However if you need to make any customizations or have complex game logic that requires performance critical code that the middleware doesn't provide you, you at least need to know the CPU stall cases and the CPU cache behaviour, and how to solve problems with these. Aligning structures properly to cache lines, using cache-friendly structures/algorithms, knowing multithreaded programming basics and knowing when to use which SDK functions is often enough. No asm/intrinsics needed. However for best performance you should manually add some extra cache hints (prefect data) based on your profiling results. Middleware's include optimized vector math libraries, SDKs tend to include some basic (but highly optimized) stuff as well, so you dont need to implement the vector math yourself (unless you need some customized solutions for your own performance critical code sections).
I recall an ancient interview with Peter Molyneux, after Bullfrog had just finished Populous 2. He lamented that the game consisted of...I cannot recall the exact number, but probably a hundred thousand+ lines of assembler, and how difficult a project it had been, and how he never wanted to repeat that experience again.

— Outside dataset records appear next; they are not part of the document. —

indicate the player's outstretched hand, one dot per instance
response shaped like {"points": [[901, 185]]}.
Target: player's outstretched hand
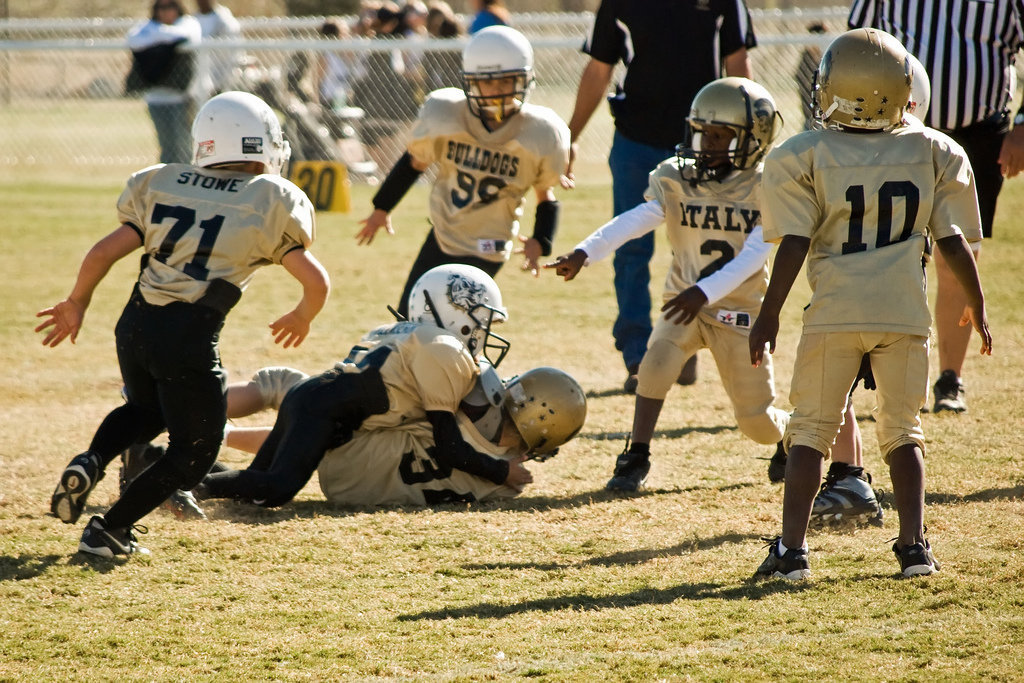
{"points": [[378, 219], [65, 318], [518, 476], [764, 332], [685, 305], [290, 330], [568, 265], [530, 251], [978, 318]]}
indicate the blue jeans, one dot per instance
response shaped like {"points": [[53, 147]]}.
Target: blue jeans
{"points": [[173, 131], [631, 163]]}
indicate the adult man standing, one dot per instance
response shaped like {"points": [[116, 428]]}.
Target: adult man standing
{"points": [[671, 49], [969, 49]]}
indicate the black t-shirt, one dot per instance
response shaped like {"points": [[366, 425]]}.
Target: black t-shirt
{"points": [[671, 48]]}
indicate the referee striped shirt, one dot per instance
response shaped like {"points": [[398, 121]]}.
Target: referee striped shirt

I also have an impression of Popu2 being very very buggy, most certainly partly a function of being written in pure assembler (and probably a certain amount of rushed-ness as well.)
Sounds like Braben and Frontier (Elite 2) to me. Populous 2 on Amiga was a solid affair. Frontier was a mess and Braben insisted on doing it all in assembler.
Assembler is very unforgiving of poor planning.You can hack 100K lines of C and get away with it, hacking 100K lines of assembler will cost you.
It's one of the reasons I miss programmers having assembler experience on a real product, it pretty much guaranteed they could do architecture at least at a tactical level.
I've probably written a million plus lines of assembler, and the largest of the games I wrote in asm were probably in the 100K lines range. It's manageable, you just have to plan appropriately, major design changes can be a killer though.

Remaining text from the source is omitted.